Hello, and welcome to Paper of the Day (P’oD): The problem of accuracy as an evaluation criterion edition. Today’s paper is one that I found after I published my tirade against classification accuracy: E. Law, “The problem of accuracy as an evaluation criterion,” in Proc. ICML, 2008. I certainly should have included it.
My one-line precis of this (position) paper is: To evaluate solutions proposed to address problems centered on humans, humans must be directly involved in the mix.
Law takes a brief look at a key problem in each of three different research domains in which machine learning is being applied:
- Delimiting regions of interest in an image.
- Translation between written languages.
- Recorded music autotagging.
In each, she raises concern with accepted evaluation approaches.
For region of interest detection, one accepted measure of algorithm performance is based on the amount of area overlap between its output rectangles and those in the ground truth.
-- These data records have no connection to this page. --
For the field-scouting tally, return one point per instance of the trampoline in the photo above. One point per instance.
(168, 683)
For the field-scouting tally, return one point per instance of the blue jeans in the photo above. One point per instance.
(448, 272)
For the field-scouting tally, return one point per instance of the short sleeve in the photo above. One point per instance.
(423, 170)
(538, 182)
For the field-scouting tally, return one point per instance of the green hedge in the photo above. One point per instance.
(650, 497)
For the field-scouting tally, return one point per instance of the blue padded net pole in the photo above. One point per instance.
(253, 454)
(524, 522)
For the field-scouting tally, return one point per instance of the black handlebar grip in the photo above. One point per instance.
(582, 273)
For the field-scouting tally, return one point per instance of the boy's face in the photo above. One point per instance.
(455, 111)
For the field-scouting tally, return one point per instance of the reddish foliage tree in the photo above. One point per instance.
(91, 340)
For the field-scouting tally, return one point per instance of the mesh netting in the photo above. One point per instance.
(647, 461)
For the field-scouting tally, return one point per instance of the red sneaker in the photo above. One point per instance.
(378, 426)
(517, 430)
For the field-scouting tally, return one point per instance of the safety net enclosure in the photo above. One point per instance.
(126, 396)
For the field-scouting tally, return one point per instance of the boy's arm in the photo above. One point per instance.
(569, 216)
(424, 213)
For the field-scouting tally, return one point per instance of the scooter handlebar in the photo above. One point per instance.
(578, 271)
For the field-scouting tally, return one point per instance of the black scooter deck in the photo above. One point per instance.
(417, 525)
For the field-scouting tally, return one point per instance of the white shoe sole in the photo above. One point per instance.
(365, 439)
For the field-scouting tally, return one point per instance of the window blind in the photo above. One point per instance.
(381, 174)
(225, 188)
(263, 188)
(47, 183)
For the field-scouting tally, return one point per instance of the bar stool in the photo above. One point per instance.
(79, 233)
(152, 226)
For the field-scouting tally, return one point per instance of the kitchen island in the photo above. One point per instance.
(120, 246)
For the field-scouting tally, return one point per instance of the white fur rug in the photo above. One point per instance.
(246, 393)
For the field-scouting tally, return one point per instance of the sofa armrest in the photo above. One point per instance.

For machine translation, current metrics (BLEU, like precision) don’t take into consideration that there can exist many acceptable translations. For music autotagging, a metric based only on the number of matching tags (precision and recall) while disregarding the meaning of “incorrect” tags might not reveal significant differences between algorithms producing the same score. She puts it very nicely:
“The problem in using accuracy to compare learned and ground truth data is that we are comparing sets of things without explicitly stating which subset is more desirable than another.”
For each problem, she argues that the metric uses loses sight of the motivation behind solving the problem. For region of interest detection, it is object recognition.
For machine translation, it is preservation of meaning.
For music autotagging, it is facilitating information retrieval.
Hence, humans must be involved in the evaluation.
Including humans, of course, increases the cost of evaluation; but Law argues the evaluation process can be gamified, and made fun to do.
I think Law’s paper is very nice, has good clear examples, and provides an interesting alternative.
However, I would broaden her thesis beyond metrics because
she is really taking aim at more (as am I).
A discussion on which metric is more meaningful than another is unproductive without considering at the same time
the design and the dataset used in an experiment (as well as the measurement model),
and, before that, the explicitly specified hypotheses upon which the evaluation rests, and, before that, a well-defined (formal) description of the research problem.
It is, I would argue, the whole enterprise of research problem solving that must be reconsidered.